To limit insurer reimbursement amounts to certain hospitals and health facilities for covered services in specified group health plans, prohibit balance billing of patients for carrier shortfalls (beyond in‑network cost‑sharing), require insurer reporting to regulators, and direct savings from reduced reimbursements to health and employee benefit uses. The bill also commissions a feasibility study on applying similar limits to local government, school district, and higher‑education group plans.

Key provisions

  • Reimbursement limits
    • Applies to the state employee group benefit plan beginning July 1, 2026, and to small‑group employer plans beginning January 1, 2027.
    • Establishes maximum payment rates for inpatient/outpatient facility services (excluding professional services) tied to defined benchmarks (e.g., Medicare/Medicaid fee schedules and an “equivalent rate” formula for certain pediatric specialty hospitals) and special rules for essential access hospitals and affiliated facilities.
  • Balance‑billing prohibition
    • Health facilities subject to the limits may not bill or collect from an enrolled person for any outstanding balance not paid by the carrier, except applicable in‑network coinsurance, copayments, or deductibles.
  • Market participation and enforcement
    • The Commissioner of Insurance may require a health facility to participate in the small‑group market; refusal can result in warning and fines.
  • Reporting and transfers of savings
    • Department of Personnel and Administration (DPA) must report annually (first due Sept 1, 2027) the calculated General Fund savings from state plan reimbursement limits and DPA’s cost to calculate those savings.
    • One‑time and ongoing transfers: the bill seeds a Health Care Reimbursement Feasibility Study Cash Fund ($500,000 in 2027 in the bill text) and directs transfers of remaining identified General Fund savings into a Group Benefit Plans Expenditure Savings Cash Fund beginning FY 2027‑28. Distribution of those funds (beginning FY 2027‑28) is specified: DPA costs, 20% to Group Benefit Plans Reserve, 60% to the Primary Care Fund, and 20% to a new Behavioral Health Safety Net Cash Fund.
  • Feasibility study
    • HCPF must study feasibility of similar reimbursement limits for school district, higher‑education, and local government group plans, collaborating with education and local affairs agencies; final report due Jan 1, 2028. A special cash fund is created to finance the study; unobligated balances revert by mid‑2028.
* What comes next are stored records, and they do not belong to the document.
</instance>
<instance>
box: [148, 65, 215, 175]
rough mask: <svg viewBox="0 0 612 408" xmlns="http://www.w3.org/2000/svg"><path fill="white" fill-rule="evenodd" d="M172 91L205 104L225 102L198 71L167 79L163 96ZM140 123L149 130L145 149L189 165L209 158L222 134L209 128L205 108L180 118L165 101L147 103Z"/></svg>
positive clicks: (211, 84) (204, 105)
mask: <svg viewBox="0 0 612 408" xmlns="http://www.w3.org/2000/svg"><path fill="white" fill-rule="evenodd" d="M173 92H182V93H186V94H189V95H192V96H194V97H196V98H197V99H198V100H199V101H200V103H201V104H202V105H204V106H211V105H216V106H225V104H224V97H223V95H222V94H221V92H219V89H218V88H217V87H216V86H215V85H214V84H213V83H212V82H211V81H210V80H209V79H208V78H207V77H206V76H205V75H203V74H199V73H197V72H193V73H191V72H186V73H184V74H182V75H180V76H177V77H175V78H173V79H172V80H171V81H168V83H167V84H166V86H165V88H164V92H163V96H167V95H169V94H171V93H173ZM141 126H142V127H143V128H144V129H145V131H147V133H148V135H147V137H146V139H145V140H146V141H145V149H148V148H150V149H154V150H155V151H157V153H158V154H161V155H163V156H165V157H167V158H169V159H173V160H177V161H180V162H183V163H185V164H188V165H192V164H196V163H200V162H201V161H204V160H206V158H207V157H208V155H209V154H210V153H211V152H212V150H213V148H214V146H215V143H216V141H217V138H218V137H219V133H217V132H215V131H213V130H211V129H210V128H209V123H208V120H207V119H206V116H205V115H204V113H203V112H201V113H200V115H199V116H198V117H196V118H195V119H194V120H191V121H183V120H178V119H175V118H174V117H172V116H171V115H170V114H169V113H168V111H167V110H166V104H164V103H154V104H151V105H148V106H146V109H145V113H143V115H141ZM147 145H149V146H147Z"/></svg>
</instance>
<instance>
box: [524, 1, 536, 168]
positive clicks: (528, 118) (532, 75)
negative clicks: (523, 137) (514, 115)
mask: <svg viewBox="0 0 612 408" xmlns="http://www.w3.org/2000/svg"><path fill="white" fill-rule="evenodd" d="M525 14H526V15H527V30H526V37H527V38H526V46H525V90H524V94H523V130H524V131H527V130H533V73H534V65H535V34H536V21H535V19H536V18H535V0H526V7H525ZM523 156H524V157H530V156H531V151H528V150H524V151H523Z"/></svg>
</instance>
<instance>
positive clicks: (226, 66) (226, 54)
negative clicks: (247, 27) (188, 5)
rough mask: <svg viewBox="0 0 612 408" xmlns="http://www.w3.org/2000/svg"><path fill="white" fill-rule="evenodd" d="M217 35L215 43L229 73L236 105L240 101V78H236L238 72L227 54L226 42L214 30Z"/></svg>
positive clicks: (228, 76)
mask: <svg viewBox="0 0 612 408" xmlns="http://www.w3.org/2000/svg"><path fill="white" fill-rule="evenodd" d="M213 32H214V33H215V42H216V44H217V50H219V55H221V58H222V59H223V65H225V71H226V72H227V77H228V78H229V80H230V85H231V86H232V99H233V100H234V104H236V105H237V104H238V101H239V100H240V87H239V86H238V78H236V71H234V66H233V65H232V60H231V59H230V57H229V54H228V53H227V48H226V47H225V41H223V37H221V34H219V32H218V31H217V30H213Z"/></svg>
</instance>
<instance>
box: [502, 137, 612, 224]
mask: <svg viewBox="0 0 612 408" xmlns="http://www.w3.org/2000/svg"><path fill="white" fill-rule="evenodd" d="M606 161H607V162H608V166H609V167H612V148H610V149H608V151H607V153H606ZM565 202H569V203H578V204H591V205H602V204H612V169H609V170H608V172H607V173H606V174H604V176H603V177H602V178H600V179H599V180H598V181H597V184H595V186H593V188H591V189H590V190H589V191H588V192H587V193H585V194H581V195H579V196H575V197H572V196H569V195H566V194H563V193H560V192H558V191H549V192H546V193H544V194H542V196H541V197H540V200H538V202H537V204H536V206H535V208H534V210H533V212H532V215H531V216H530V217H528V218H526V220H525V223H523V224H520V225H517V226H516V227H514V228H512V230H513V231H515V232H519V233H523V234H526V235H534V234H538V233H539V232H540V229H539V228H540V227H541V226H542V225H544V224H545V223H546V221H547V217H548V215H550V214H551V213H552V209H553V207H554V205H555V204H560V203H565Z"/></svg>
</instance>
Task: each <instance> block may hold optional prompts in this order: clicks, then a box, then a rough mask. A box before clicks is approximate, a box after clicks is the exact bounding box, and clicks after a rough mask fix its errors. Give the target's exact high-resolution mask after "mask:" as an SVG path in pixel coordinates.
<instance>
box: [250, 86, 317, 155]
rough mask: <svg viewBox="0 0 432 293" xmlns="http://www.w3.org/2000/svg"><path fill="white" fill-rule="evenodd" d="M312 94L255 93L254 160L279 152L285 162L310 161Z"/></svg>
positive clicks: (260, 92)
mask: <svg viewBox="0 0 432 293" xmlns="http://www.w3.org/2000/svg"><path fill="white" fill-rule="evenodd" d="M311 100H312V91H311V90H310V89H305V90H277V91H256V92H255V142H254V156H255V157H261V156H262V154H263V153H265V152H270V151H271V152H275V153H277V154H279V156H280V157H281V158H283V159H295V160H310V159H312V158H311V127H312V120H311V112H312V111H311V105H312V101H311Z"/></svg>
Fiscal impact (highlights)

  • FY 2025‑26 appropriation: $100,183 cash funds to the Department of Regulatory Agencies (Division of Insurance Cash Fund), including $60,183 reappropriated to Department of Law (0.3 FTE).
  • DORA ongoing administrative/legal/contract costs (~$100k–$250k annually per fiscal notes).
  • Estimated state savings: the fiscal notes project substantial reductions in General Fund expenditures beginning FY 2026‑27 (on the order of tens of millions — roughly $41–65 million in differing analyses), which are then reallocated per the bill’s transfer language beginning FY 2027‑28.
  • Supplier Database Cash Fund transfers to Division of Insurance Cash Fund: ~$240,732 (July 1, 2025) and ~$260,183 (July 1, 2026) per the revised fiscal note.

Who is affected

  • Insurers offering small‑group health plans and the carriers for the state employee plan (must comply with reimbursement caps and data requests).
  • Hospitals and hospital‑affiliated health facilities (subject to capped reimbursement, participation requirements, and balance‑billing limits).
  • State employees (through changes to the state group plan), small‑employer plan enrollees (balance‑billing protection), and the state budget (savings/transfers).
  • School districts, institutions of higher education, and local governments — required to provide data for HCPF’s feasibility study.

Timeline & next steps

  • Key effective dates in the bill: July 1, 2026 (state plan), Jan 1, 2027 (small group market).
  • HCPF final study due to the General Assembly by Jan 1, 2028; DPA reports on savings due Sept 1, 2027 and annually thereafter.
  • Legislative status: advanced from House Health & Human Services to Appropriations (amended), referred to House Committee of the Whole; House Second Reading currently laid over (next scheduled consideration 05/09/2025).

Compiled from official sources — confirm details with the bill’s official record.